Só para terminar, nesta seção, uma palavra sobre a Esquerda, esta gente à qual pertenço. Para a esquerda, a questão a homossexualidade não deve ser a de um grupo que possa ser contado como força política organizada (e isolável) na luta pelo socialismo (libertário, democrático e ecológico - como define bem o Liszt Vieira). O problema, no seu fundo mesmo, é compreender a ação do poder, para melhor combatê-lo. A homossexualidade - enquanto objeto da repressão - é uma questão inerente à discussão do sujeito revolucionário, que não é (já se provou) aquela classe operária abstrata, assexuada, bem-comportada, higiênica e sanitária.

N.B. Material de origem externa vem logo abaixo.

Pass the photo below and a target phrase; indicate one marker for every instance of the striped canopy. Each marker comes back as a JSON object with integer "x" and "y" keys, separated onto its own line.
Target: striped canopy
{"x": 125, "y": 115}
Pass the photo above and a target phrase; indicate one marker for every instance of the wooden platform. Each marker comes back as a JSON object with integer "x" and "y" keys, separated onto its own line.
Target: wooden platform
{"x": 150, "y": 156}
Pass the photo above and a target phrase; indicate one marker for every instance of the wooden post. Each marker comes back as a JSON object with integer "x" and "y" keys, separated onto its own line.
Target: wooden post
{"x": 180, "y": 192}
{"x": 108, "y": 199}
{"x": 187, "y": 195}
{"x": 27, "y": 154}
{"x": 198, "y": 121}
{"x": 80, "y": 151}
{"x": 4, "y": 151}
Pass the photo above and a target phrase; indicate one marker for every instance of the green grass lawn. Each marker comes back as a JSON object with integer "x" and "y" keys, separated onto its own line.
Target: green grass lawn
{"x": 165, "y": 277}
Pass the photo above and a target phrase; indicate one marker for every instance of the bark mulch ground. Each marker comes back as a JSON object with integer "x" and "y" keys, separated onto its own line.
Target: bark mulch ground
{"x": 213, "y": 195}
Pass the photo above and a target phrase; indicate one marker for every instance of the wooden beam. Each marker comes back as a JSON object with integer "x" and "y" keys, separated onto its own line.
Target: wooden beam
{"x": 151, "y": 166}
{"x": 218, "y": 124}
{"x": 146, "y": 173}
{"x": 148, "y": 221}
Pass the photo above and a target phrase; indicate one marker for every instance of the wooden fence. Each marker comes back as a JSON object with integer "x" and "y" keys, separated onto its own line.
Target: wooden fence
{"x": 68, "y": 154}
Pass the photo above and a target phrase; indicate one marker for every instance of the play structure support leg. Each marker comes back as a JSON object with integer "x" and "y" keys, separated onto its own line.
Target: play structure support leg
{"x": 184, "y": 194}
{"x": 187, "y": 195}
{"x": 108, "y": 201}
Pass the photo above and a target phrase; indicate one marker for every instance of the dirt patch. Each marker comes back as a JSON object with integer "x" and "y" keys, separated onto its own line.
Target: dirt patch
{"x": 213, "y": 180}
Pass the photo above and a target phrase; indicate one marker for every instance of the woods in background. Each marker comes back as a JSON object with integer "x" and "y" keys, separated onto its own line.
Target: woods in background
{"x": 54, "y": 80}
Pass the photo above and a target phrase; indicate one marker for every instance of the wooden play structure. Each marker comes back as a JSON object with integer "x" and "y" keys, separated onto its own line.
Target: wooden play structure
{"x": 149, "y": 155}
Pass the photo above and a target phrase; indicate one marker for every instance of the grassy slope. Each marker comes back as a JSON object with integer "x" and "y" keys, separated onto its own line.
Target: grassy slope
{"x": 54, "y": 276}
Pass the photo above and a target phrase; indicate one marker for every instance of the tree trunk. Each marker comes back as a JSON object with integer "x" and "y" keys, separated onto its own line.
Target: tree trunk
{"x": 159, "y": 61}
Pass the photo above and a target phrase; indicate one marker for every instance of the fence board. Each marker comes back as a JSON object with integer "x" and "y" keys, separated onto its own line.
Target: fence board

Ao falar da sexualidade, enquanto homossexual, não se faz uma tentativa de introduzir um discurso homossexual na esquerda, mas UMA CRÍTICA AO DISCURSO HOMOSSEXUAL QUE A ESQUERDA TEM.

E ela tem um. Muito afiado. Seja o silêncio, seja a compreensão do tipo “tirar o corpo fora".

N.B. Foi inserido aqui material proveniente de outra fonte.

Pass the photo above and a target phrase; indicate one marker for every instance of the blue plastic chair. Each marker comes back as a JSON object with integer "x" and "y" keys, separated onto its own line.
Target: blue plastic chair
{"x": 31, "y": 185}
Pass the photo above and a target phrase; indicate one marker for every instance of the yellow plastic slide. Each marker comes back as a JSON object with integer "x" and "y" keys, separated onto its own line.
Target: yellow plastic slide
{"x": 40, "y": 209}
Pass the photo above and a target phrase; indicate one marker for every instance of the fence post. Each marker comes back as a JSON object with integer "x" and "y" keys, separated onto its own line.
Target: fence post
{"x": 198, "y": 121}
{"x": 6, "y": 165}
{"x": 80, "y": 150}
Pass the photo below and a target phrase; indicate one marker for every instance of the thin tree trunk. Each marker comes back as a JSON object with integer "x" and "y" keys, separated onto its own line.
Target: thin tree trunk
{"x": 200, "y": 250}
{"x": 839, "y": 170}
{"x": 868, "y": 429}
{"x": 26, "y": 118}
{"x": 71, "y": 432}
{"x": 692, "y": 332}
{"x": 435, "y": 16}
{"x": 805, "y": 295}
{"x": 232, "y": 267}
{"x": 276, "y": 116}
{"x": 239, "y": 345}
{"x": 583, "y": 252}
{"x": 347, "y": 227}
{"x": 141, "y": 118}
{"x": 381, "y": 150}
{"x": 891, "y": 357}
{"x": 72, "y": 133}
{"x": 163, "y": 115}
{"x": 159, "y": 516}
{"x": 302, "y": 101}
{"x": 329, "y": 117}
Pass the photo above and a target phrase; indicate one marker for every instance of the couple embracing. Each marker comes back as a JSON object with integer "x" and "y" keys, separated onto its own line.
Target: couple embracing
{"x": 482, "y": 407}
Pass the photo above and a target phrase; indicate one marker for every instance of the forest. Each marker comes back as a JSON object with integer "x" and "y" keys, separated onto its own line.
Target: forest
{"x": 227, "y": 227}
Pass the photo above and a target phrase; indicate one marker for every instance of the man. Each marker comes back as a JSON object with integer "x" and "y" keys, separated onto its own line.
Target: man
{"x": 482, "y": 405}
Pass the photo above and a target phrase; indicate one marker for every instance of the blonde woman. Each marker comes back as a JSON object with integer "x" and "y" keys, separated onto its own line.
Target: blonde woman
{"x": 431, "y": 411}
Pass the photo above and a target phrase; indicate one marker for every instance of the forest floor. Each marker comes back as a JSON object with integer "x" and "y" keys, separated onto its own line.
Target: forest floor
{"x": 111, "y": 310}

Numa revolução não se tira o copo fora. A revolução é Pura Tesão. O resto é silêncio e uma vida que se leva morrendo até uma morte-susto que não se vive.

A chamada democracia liberal tem a perniciosa mania de parar na porta da fábrica. Nenhuma democracia pode parar aí, e nem na beirada da cama proibida.

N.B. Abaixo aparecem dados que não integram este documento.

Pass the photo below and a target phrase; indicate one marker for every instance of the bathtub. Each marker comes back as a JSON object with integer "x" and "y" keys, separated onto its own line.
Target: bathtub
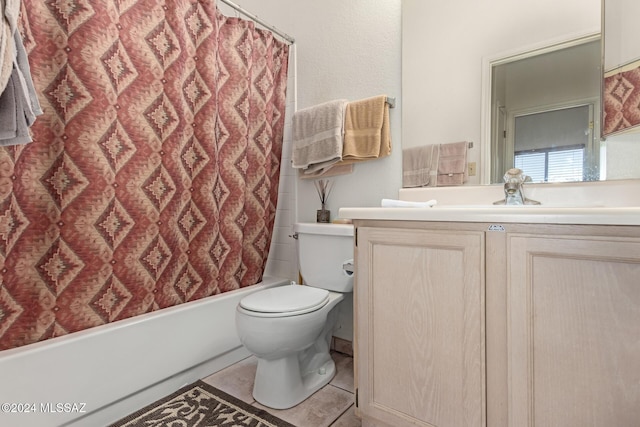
{"x": 99, "y": 375}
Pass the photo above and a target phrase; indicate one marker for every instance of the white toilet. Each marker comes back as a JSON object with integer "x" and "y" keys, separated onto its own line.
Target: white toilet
{"x": 289, "y": 328}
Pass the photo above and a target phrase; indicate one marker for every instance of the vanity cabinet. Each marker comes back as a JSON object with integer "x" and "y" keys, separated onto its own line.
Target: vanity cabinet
{"x": 478, "y": 324}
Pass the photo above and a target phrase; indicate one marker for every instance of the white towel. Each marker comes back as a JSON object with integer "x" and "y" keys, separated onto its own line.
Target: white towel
{"x": 392, "y": 203}
{"x": 318, "y": 136}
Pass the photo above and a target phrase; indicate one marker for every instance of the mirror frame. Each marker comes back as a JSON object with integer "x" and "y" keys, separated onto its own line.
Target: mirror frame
{"x": 488, "y": 62}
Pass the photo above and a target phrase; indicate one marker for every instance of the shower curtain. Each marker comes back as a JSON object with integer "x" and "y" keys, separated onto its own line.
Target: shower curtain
{"x": 153, "y": 176}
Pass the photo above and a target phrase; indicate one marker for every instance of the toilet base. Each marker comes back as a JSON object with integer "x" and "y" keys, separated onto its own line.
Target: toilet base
{"x": 279, "y": 384}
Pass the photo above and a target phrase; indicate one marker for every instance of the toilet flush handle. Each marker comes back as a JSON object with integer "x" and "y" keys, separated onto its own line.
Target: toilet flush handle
{"x": 348, "y": 267}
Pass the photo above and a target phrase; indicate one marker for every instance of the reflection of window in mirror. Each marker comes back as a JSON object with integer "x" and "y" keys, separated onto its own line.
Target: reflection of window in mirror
{"x": 550, "y": 146}
{"x": 545, "y": 114}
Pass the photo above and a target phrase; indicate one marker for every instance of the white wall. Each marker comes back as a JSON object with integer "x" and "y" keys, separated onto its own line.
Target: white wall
{"x": 352, "y": 50}
{"x": 344, "y": 49}
{"x": 443, "y": 51}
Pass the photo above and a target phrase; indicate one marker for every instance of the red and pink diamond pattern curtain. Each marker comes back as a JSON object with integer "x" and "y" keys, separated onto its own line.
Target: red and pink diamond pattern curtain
{"x": 153, "y": 176}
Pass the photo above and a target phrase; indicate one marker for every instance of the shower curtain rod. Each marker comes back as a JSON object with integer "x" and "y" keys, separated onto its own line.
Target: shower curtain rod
{"x": 253, "y": 17}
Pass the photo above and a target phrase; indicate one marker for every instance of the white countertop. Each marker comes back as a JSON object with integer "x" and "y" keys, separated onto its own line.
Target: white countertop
{"x": 509, "y": 214}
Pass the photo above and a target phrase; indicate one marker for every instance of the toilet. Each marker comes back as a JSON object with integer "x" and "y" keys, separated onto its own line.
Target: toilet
{"x": 289, "y": 328}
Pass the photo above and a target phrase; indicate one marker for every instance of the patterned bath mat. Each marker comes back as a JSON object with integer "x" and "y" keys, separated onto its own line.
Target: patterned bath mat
{"x": 201, "y": 405}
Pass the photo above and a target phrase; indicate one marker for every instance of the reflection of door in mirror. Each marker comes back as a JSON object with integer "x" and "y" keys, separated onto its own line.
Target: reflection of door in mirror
{"x": 544, "y": 109}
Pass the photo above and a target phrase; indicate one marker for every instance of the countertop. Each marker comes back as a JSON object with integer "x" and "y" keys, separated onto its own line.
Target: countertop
{"x": 508, "y": 214}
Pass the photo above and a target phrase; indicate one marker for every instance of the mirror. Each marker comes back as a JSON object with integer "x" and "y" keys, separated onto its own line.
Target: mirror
{"x": 545, "y": 109}
{"x": 447, "y": 56}
{"x": 621, "y": 59}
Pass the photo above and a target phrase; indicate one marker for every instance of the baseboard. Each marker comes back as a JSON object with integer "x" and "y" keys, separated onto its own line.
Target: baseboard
{"x": 342, "y": 346}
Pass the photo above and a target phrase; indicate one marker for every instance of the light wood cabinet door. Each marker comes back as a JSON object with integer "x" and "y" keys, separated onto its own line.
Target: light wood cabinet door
{"x": 573, "y": 341}
{"x": 420, "y": 327}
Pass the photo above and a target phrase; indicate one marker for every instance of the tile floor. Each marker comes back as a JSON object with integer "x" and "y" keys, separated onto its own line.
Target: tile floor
{"x": 331, "y": 406}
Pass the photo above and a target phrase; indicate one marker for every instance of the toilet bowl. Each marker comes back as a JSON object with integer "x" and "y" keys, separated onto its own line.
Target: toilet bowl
{"x": 289, "y": 328}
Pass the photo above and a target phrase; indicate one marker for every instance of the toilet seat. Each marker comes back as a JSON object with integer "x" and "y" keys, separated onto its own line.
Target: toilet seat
{"x": 284, "y": 301}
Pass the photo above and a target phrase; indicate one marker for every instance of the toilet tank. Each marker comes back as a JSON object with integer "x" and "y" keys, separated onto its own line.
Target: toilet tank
{"x": 325, "y": 255}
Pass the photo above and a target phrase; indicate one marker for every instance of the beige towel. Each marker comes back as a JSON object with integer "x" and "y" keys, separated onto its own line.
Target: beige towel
{"x": 318, "y": 136}
{"x": 452, "y": 164}
{"x": 335, "y": 170}
{"x": 418, "y": 166}
{"x": 366, "y": 130}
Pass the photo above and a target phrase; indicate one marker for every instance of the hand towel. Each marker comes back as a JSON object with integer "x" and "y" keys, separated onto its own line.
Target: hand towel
{"x": 418, "y": 166}
{"x": 334, "y": 170}
{"x": 7, "y": 53}
{"x": 14, "y": 128}
{"x": 452, "y": 163}
{"x": 318, "y": 136}
{"x": 32, "y": 105}
{"x": 10, "y": 11}
{"x": 366, "y": 130}
{"x": 392, "y": 203}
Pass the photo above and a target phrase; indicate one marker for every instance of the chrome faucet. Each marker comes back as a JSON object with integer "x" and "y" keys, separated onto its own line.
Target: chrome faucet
{"x": 514, "y": 180}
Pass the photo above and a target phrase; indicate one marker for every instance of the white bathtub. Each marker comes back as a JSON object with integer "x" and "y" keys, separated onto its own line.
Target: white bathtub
{"x": 97, "y": 376}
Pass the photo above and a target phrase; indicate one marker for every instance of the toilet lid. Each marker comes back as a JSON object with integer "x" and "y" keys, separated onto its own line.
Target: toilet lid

Deixemos que os anjos do sexo ganhem as ruas da Terra, que queremos como toda, como nua.

* Herbert Daniel (1946 – 1992) ingressou na militância de oposição ao Regime Militar no Brasil em 1967 na Organização Revolucionária Marxista Política Operária (Polop), participando depois do Comando de Libertação Nacional (Colina) e, por último, da Vanguarda Popular Revolucionária (VPR). Acompanhou também a criação do foco guerrilheiro do Vale do Ribeiro, em 1969, e participou em 1970 dos sequestros do embaixador alemão da Vanguarda von Halleben e do suíço Giovanni Bucher. Sendo um dos militantes mais procurados pela força repressiva no Brasil, exilou-se na Europa em 1974. Não foi anistiado pela lei nº 6.683 de 1979, a Lei da Anistia, e só retorna ao Brasil em 1981 após a prescrição de suas acusações. Desde 1983 passou a escrever sobre a epidemia de HIV/Aids no Brasil. Foi um dos fundadores o Coletivo Triângulo Rosa no RJ e em 1986 foi Candidato a Deputado Estadual no Rio de Janeiro pelo PT/PV. Descobriu que estava com HIV em 1983 e nesse ano fundou o primeiro coletivo de luta pelos direitos de pessoas vivendo com HIV/Aids no Brasil, Pela Vida. Faleceu em 1992.